Regional trade centers are locations of regional retail trade, business services, manufacturing, transportation, and health and education services. These communities usually have acute care and regional hospitals as well as centers for the care of the disabled and elderly. Most have community college campuses, and they are important economic and social anchors of their surrounding regions.
Many of these centers in Iowa have evolved over the past 25 years to become regional employment nodes at a time when trade activity and other nonfarm employment activity has stagnated or declined in the surrounding area. But despite being a key component of Iowa’s economy, many of these cities are facing significant long-term risks including population loss, particularly among Iowans age 25-44.
Through the Sustainable Economies Program, specialists from CIRAS and ISU Extension and Outreach Community and Economic Development work with the region’s stakeholders to ensure the sustainability concepts and strategic plans are implemented and gain the necessary momentum for success.
“We have worked with local leaders, economic developers and businesses in Carroll, Lee and Appanoose counties, and are beginning work in Cerro Gordo County. We are in the third and final year of the program, which finishes up in July 2013,” O’Donnell said.

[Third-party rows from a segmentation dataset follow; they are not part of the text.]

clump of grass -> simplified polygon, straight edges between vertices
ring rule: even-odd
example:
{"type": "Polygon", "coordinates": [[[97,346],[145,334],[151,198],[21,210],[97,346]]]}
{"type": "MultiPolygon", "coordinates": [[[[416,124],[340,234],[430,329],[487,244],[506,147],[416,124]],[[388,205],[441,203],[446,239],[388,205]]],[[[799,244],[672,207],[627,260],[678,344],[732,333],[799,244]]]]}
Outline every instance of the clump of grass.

Longer-term stability for Iowa’s regional trade centers likely will hinge on their abilities to continue as manufacturing and transportation centers and their abilities to consolidate higher value regional trade and services into their locations, O’Donnell said. As most future job growth likely will be in health care, professional and business services, and services to individuals, communities that can aggregate those types of growth and offer urban-like amenities and quality-of-life prospects will have advantages over their peers and smaller places.
“Guiding regions in understanding their economy and developing strategies to foster stability is a critical need across the state of Iowa,” O’Donnell said.